Architects push for $4bn First Nations housing boost

The Australian Institute of Architects has called for the acceleration of First Nations housing development to keep pace with the Closing The Gap initiatives.

The nation’s peak body for the architectural profession, representing more than 14,500 members, said an additional $4 billion investment should go to the Housing Australia Future Fund (HAFF) for a specific $4bn fund for First Nations codesigned social housing.

In its submission to the 2024 Australian Government Budget, the Institute proposed the First Nations-specific funding should be within an additional $10bn of social and affordable housing to double HAFF’s investment pool.

The Institute’s National President Stuart Tanner said the Productivity Commission’s recent Review on Closing the Gap highlighted the fundamental changes required on housing delivery and policy.

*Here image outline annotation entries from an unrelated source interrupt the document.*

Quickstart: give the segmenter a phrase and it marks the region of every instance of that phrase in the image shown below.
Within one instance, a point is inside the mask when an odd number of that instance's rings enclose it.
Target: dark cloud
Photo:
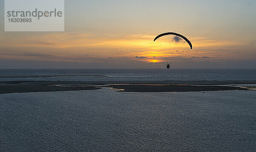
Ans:
[[[21,55],[25,56],[29,56],[31,57],[55,57],[55,55],[46,54],[40,53],[24,53],[21,54]]]
[[[163,63],[166,63],[164,62],[151,62],[149,64],[163,64]]]
[[[256,40],[254,40],[251,41],[250,42],[250,43],[253,45],[256,44]]]
[[[142,58],[147,58],[147,57],[139,57],[138,56],[137,56],[135,57],[135,58],[137,58],[137,59],[142,59]]]
[[[212,58],[212,57],[202,57],[202,58]]]
[[[200,58],[200,57],[190,57],[190,58]]]
[[[172,38],[172,41],[174,41],[176,43],[179,43],[180,42],[181,40],[182,40],[182,39],[179,37],[177,37],[177,36],[175,36],[173,38]]]

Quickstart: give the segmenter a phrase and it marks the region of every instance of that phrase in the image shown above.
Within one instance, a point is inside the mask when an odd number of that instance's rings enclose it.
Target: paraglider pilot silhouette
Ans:
[[[166,66],[166,68],[167,68],[168,69],[170,69],[170,67],[171,67],[171,66],[170,66],[170,63],[168,63],[167,62]]]
[[[191,43],[191,42],[190,42],[190,41],[189,41],[189,39],[186,38],[186,37],[184,36],[183,36],[181,34],[179,34],[176,33],[167,32],[167,33],[164,33],[158,35],[157,37],[156,37],[156,38],[155,38],[155,39],[154,40],[154,41],[155,41],[156,40],[157,40],[157,39],[158,38],[159,38],[160,37],[162,37],[162,36],[167,35],[176,35],[176,36],[178,36],[178,37],[180,37],[182,38],[183,39],[184,39],[184,40],[185,40],[189,44],[189,45],[190,46],[190,49],[192,49],[192,44]],[[167,68],[168,69],[170,69],[170,67],[171,67],[171,66],[170,65],[170,63],[168,63],[167,62],[167,64],[166,64],[166,68]]]

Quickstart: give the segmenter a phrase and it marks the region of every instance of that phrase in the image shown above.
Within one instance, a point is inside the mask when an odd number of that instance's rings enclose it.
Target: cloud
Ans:
[[[251,44],[254,45],[256,44],[256,40],[253,40],[250,42]]]
[[[142,56],[139,57],[138,56],[137,56],[135,57],[135,58],[136,58],[137,59],[143,59],[143,58],[147,58],[147,57],[142,57]]]
[[[163,64],[163,63],[166,63],[164,62],[151,62],[149,63],[156,65],[156,64]]]
[[[46,54],[40,54],[40,53],[24,53],[21,54],[21,55],[25,55],[25,56],[29,56],[31,57],[55,57],[55,55],[49,55]]]
[[[182,39],[179,37],[177,37],[177,36],[175,36],[173,38],[172,38],[172,41],[174,41],[176,43],[179,43],[180,42],[180,41],[181,40],[182,40]]]
[[[202,57],[202,58],[212,58],[212,57]]]
[[[200,57],[190,57],[190,58],[200,58]]]

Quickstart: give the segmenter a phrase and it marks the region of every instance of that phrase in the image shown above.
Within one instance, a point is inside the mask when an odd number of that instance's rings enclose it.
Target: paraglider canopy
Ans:
[[[186,38],[184,36],[183,36],[183,35],[182,35],[181,34],[179,34],[176,33],[174,33],[174,32],[166,32],[166,33],[164,33],[158,35],[157,37],[156,37],[156,38],[155,38],[155,39],[154,40],[154,41],[155,41],[156,40],[157,40],[157,39],[158,39],[158,38],[159,38],[160,37],[162,37],[162,36],[165,36],[165,35],[174,35],[177,36],[178,37],[180,37],[182,38],[188,43],[189,43],[189,46],[190,46],[190,49],[192,49],[192,44],[191,43],[191,42],[190,42],[190,41],[189,41],[189,39],[188,39],[187,38]]]

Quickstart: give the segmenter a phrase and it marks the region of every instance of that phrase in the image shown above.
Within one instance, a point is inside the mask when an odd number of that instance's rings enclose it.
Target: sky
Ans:
[[[1,69],[256,68],[252,0],[66,0],[64,32],[5,32],[4,6]]]

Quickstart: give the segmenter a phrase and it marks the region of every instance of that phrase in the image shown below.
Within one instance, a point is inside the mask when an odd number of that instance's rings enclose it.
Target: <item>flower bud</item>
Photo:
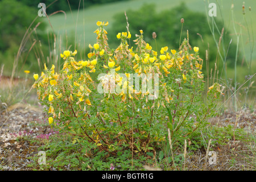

“Australia needs better and more culturally appropriate housing for our First Nations people,” Mr Tanner said. “A codesign process together with First Nations peoples can support communities to build and maintain housing and local economies through construction and skills development.”

He said the needs of First Nations Australians should be prioritised to overcome the current failing of one in five dwellings inhabited by Indigenous people not meeting an acceptable standard, according to the Australian Institute of Health and Welfare.

The Institute believes better outcomes for First Nations peoples through projects and initiatives will come from codesign and local collaboration.

Broadly, the Institute said the Australian Government’s initial $10bn investment in the HAFF last year was welcomed but insufficient to meet the real and growing need for social housing.

“A safe, secure and sustainable home has become out of reach for many households,” Mr Tanner said. “We need to increase the supply of housing to change the dynamics and provide the human right of shelter to all Australians.

“This is a core role of the government, which rightly established the HAFF to reinstate appropriate funding for social and affordable housing and meet community needs.”

The Institute has set out a comprehensive pre-Budget submission to the Australian Government that also seeks energy efficiency, decarbonisation of construction, accessibility and greater design oversight for housing and the built environment.

It states social and affordable housing should be overseen by design professionals to ensure dwellings are liveable, to budget and minimise costs, with minimum standards for HAFF-funded housing conditional on development approval by multi-disciplinary design review panels, a minimum 8-Star energy efficiency standard, no gas appliances and design by an architect.

Further, pre-approved architect designs to meet quality, light, airflow, energy and other requirements – subject to proper orientation and implementation – could enable faster approvals and cost reductions.

The Institute has sought a national competition to commission such designs in a social housing “pattern book”.

The Institute has recommended a fund seeded with $500 million to enable net zero building materials research, assist universities and TAFE sectors to commercialise such products, and support local manufacturing, in a bid to accelerate low carbon buildings.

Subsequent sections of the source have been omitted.